The study, which tested our basic knowledge of the UK’s most populous shrubs showed that many adults can’t tell a maple tree from an oak or a fir.
It also revealed that nine out of ten people struggle to identify the pointed leaves and red berries of a holly tree, and large numbers also have no idea where conkers come from.
Now this story is particularly sad – the decline of conker knowledge. What’s more British than conkers? Other than, you know, an aggressively patronising view of foreigners and an intrusive-yet-inefficient press? Oh, and bowler hats? But beside those three things, the next most British thing is definitely mucking about with horse chestnuts, on string, dipped in vinegar.
It gets worse:
More than 10 per cent of Britons admitted to never having heard of a horse chestnut, maple or even an oak tree.
Really? We’re genuinely expected to believe that 1 in 10 people have never heard of an oak tree? Or is it meant to be that if you take those who haven’t heard of a horse chestnut tree, add to that those who haven’t heard of a maple tree, and then add to that those who haven’t heard of an oak tree, then you get 10% combined? It’s hard to say.
What isn’t hard to say is the name of the organisation who hired Bad PR regulars OnePoll to tell us all we’re arborarily ignorant?
A spokesperson for Sky Rainforest Rescue, which commissioned the research, said: ‘Trees are a central part of our history and our culture in Britain.

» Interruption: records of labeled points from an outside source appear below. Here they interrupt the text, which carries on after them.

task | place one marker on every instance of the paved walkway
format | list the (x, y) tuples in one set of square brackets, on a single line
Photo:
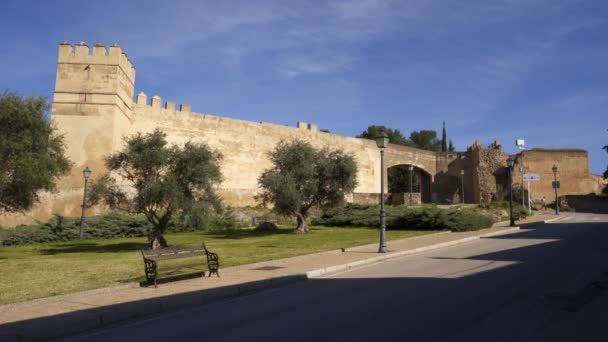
[(103, 306)]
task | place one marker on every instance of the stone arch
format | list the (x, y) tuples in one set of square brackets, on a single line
[(398, 184)]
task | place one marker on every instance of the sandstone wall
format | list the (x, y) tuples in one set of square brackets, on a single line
[(573, 173), (93, 107)]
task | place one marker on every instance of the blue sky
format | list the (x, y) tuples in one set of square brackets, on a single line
[(491, 69)]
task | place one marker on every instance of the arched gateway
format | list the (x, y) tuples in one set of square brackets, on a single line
[(94, 108)]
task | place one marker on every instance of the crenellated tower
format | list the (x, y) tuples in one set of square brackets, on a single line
[(93, 102)]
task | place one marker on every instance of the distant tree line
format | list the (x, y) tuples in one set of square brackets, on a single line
[(425, 139)]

‘We are surrounded by trees, whether it’s a few dotted along the street outside our home or all around us when we take long walks in the countryside.
‘But while not all of us can be experts when it comes to trees, it seems there are some people who aren’t familiar with even the most common trees.
This story puts me in something of a tricky position: on the one hand, I don’t usually like to criticise a charity – it’s a tough economic world out there, and I’m sure many charities are suffering, so perhaps it’s not the biggest crime if a charity uses an insulting PR line to grab attention.
On the other hand, I do like to criticise Sky, and I adore pointing out just how ubiquitous and pervasive the methodologically-suspect work of One Poll and 72 Point are in the news – in this case not just the Mail, but the print issue of the Telegraph too.
To see a story as suspect this actually make it onto physical paper might actually be the worst kind of waste of a tree.